The Answer by Jeff Hatley

This might be more easily seen with a picture, but here is a written explanation.

First of all, since there are 5 couples total, there are 10 people total. Clearly, the least number of hands that one could shake was 0. The most was 8, since no one is shaking their own hand or their date’s hand.

When I ask everyone how many hands they shook, I get a different answer from each of the 9 people, which means that I hear every number from 0-8.

Now, consider the person who shook 8 hands (call him A). They must have shaken hands with everybody except their date (call her B). Since hand-shaking is symmetric, this means that everybody except B has shaken at least one hand, so B is the only person who could have possibly shaken 0 hands. Thus, we have A=8 and B=0.

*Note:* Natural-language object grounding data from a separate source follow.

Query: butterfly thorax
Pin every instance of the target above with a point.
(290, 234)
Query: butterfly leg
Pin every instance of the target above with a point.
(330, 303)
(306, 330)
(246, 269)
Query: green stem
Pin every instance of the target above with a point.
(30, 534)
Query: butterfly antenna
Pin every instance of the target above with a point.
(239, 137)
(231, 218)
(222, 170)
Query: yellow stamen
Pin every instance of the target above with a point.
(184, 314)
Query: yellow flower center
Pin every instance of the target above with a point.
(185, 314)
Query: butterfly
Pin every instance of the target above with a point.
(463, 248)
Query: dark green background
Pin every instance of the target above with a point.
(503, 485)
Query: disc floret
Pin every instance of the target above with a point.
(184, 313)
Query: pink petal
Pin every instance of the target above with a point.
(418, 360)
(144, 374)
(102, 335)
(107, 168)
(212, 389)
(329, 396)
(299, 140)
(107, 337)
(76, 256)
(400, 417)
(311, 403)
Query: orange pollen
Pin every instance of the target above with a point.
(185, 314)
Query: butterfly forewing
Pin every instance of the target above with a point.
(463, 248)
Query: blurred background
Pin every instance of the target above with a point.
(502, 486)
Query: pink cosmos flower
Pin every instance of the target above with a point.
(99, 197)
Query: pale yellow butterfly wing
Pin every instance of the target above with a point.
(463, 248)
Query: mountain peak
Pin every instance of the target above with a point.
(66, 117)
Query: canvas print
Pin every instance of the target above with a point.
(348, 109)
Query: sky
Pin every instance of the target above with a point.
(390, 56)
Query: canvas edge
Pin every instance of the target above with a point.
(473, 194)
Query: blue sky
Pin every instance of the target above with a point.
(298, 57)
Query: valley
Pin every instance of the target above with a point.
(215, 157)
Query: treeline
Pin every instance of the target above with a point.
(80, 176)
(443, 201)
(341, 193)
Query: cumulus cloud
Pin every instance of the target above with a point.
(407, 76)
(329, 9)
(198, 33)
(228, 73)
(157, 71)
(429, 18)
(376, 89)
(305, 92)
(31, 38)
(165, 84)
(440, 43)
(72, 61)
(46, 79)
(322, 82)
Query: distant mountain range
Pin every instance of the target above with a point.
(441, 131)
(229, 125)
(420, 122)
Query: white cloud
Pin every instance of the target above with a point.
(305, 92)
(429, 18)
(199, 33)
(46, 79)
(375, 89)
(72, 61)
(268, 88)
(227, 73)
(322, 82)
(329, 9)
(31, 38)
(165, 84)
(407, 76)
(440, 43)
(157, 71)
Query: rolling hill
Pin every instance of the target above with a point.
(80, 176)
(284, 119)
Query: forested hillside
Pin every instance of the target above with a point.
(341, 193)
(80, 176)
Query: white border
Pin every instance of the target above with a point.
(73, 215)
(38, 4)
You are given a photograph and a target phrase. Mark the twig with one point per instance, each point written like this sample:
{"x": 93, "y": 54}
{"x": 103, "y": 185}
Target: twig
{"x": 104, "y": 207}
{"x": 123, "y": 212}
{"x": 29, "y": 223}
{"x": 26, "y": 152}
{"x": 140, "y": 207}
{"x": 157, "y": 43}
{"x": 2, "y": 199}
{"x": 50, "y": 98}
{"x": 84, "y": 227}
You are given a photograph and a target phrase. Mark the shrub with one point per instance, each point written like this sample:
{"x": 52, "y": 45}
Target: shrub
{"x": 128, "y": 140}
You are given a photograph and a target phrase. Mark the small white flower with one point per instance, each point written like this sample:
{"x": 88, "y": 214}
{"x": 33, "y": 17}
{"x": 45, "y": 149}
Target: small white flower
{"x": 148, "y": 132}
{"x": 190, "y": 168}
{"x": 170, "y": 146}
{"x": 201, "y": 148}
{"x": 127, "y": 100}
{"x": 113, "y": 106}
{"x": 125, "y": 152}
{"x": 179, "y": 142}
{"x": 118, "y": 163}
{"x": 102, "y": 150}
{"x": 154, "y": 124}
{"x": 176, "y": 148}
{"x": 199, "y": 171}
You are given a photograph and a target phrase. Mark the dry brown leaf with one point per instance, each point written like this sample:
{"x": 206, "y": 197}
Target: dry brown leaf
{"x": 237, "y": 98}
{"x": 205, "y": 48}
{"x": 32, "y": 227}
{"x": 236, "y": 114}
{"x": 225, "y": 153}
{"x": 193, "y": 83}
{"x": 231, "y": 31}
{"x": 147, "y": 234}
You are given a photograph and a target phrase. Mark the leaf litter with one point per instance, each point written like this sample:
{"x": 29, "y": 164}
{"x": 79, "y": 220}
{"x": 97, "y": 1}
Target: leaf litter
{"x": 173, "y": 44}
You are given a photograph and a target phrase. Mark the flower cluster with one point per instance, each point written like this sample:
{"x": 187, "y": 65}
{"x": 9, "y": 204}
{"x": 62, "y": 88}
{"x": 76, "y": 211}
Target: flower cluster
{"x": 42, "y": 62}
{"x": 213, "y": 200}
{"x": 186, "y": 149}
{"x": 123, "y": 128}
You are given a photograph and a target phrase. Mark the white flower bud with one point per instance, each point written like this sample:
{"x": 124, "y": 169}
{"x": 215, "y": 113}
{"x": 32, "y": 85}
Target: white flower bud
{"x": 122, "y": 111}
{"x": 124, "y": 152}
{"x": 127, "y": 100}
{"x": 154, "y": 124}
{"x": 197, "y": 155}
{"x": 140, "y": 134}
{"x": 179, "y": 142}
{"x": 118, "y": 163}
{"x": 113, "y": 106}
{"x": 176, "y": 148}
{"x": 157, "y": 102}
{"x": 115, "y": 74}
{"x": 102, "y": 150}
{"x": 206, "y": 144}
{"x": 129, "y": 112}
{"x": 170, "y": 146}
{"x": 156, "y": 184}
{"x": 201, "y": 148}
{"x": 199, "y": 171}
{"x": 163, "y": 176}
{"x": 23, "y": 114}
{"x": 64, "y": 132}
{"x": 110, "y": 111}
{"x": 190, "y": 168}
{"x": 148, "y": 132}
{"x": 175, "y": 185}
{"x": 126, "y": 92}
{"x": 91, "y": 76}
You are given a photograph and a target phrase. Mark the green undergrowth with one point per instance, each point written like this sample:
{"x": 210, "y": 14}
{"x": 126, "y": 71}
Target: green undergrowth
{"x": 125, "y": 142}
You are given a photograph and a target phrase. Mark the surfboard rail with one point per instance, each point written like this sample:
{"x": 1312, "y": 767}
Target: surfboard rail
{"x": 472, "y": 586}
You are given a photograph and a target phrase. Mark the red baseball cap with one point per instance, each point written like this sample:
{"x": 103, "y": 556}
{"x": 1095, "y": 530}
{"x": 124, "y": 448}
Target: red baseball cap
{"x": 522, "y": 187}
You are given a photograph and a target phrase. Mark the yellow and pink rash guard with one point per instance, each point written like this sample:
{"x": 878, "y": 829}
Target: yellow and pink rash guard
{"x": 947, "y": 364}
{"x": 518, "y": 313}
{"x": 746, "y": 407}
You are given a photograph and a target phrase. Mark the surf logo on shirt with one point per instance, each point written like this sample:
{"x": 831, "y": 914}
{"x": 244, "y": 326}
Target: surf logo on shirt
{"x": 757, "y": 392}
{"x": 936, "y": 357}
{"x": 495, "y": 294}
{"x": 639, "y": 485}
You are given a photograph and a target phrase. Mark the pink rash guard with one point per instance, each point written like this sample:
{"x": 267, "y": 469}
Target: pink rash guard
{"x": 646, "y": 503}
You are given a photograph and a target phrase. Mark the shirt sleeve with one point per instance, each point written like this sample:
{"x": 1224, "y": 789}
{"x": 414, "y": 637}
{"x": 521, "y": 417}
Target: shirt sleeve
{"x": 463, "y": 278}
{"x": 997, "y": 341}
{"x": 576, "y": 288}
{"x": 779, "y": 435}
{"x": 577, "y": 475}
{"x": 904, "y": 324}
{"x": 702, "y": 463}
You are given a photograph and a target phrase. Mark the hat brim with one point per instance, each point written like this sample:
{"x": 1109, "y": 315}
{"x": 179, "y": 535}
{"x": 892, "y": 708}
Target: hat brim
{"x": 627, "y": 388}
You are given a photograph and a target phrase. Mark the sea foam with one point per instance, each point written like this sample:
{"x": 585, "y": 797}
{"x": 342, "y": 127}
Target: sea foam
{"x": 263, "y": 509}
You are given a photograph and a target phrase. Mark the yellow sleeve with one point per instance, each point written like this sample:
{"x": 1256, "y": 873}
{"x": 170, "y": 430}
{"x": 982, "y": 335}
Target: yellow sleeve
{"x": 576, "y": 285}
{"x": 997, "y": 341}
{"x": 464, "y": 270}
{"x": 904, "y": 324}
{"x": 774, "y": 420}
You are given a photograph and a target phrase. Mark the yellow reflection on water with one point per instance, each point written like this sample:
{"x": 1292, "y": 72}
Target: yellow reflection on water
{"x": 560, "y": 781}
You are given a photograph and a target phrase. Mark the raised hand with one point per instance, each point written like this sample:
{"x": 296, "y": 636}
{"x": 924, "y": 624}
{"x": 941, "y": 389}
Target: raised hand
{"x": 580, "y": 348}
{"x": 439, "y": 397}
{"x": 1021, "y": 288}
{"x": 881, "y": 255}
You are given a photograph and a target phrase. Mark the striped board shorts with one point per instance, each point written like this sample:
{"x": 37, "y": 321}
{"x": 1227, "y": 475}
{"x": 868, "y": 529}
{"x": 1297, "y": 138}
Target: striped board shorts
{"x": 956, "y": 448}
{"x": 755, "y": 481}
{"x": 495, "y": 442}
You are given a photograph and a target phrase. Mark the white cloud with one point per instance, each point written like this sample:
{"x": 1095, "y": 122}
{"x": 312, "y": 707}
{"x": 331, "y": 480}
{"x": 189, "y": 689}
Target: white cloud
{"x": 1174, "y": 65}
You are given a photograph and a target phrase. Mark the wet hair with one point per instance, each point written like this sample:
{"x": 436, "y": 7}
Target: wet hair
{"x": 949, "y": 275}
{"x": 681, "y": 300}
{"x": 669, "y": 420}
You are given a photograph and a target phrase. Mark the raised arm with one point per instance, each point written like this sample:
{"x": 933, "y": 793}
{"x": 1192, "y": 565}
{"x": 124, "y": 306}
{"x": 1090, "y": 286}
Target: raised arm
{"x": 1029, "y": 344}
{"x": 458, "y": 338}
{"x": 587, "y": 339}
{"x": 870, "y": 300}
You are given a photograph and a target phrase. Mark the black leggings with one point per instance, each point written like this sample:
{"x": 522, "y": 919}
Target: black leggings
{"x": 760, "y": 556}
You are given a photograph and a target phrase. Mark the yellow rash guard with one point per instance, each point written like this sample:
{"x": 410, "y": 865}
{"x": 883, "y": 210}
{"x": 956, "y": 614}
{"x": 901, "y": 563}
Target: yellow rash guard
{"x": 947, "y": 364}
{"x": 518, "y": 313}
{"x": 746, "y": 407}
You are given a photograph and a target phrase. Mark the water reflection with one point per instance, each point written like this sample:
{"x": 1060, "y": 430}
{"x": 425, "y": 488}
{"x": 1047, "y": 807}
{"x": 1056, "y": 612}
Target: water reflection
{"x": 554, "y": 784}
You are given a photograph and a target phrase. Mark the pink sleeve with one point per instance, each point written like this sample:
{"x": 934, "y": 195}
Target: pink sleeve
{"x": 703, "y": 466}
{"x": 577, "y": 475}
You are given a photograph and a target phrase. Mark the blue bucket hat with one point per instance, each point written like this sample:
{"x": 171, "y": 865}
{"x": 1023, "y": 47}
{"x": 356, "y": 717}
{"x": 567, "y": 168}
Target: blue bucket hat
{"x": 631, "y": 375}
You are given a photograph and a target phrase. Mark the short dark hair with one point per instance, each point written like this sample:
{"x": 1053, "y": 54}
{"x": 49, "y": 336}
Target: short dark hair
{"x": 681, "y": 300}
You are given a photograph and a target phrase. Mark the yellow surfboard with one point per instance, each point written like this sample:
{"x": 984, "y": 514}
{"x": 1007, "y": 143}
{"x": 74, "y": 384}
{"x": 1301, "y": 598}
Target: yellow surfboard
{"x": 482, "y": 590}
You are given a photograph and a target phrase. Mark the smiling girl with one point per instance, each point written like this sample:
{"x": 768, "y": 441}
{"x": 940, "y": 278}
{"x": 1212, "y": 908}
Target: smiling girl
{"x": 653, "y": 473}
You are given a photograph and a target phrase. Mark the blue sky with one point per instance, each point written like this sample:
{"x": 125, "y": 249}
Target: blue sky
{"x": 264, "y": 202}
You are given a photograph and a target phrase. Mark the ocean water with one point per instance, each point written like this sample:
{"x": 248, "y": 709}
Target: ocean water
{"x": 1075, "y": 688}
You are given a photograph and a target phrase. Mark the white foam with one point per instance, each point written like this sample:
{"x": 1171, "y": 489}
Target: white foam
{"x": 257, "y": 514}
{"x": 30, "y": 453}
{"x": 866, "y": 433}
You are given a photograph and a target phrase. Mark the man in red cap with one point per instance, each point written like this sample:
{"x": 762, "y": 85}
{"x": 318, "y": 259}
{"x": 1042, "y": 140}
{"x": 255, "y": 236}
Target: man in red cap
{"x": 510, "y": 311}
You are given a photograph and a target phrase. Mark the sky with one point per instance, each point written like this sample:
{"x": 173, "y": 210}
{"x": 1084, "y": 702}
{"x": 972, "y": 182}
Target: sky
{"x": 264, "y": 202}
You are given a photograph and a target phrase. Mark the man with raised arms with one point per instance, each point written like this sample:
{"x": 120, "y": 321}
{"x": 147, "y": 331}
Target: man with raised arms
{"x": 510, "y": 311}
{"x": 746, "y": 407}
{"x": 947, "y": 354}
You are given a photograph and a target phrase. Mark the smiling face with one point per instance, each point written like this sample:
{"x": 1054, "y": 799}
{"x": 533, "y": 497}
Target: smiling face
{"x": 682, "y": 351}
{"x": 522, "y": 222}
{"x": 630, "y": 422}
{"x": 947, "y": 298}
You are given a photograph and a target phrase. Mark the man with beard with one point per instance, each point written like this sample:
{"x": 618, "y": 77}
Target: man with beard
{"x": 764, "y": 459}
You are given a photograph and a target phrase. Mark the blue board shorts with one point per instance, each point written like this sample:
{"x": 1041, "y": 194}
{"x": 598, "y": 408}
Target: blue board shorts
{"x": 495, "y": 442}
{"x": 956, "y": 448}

Now consider, from the remaining 8 people, the person who shook 7 hands (call him C). He has one handshake from A, and he can’t shake hands with B, himself, or his date (call her D). That means he must have shaken hands with every other person, and thus everybody except for D (and, of course, B) has shaken at least 2 hands. So the only person who could have possibly shaken 1 hand is D. Thus, C=7 and D=1.

Continuing in this way, we see that date/date pairs always shake a number of hands whose sum is 8. So we will get the pairs
(8,0)
(7,1)
(6,2)
(5,3)
(4,4)
I know that I represent one of those people, but which? Well, since everybody gave a different answer when I asked them how many hands they shook, I must have shaken 4 hands.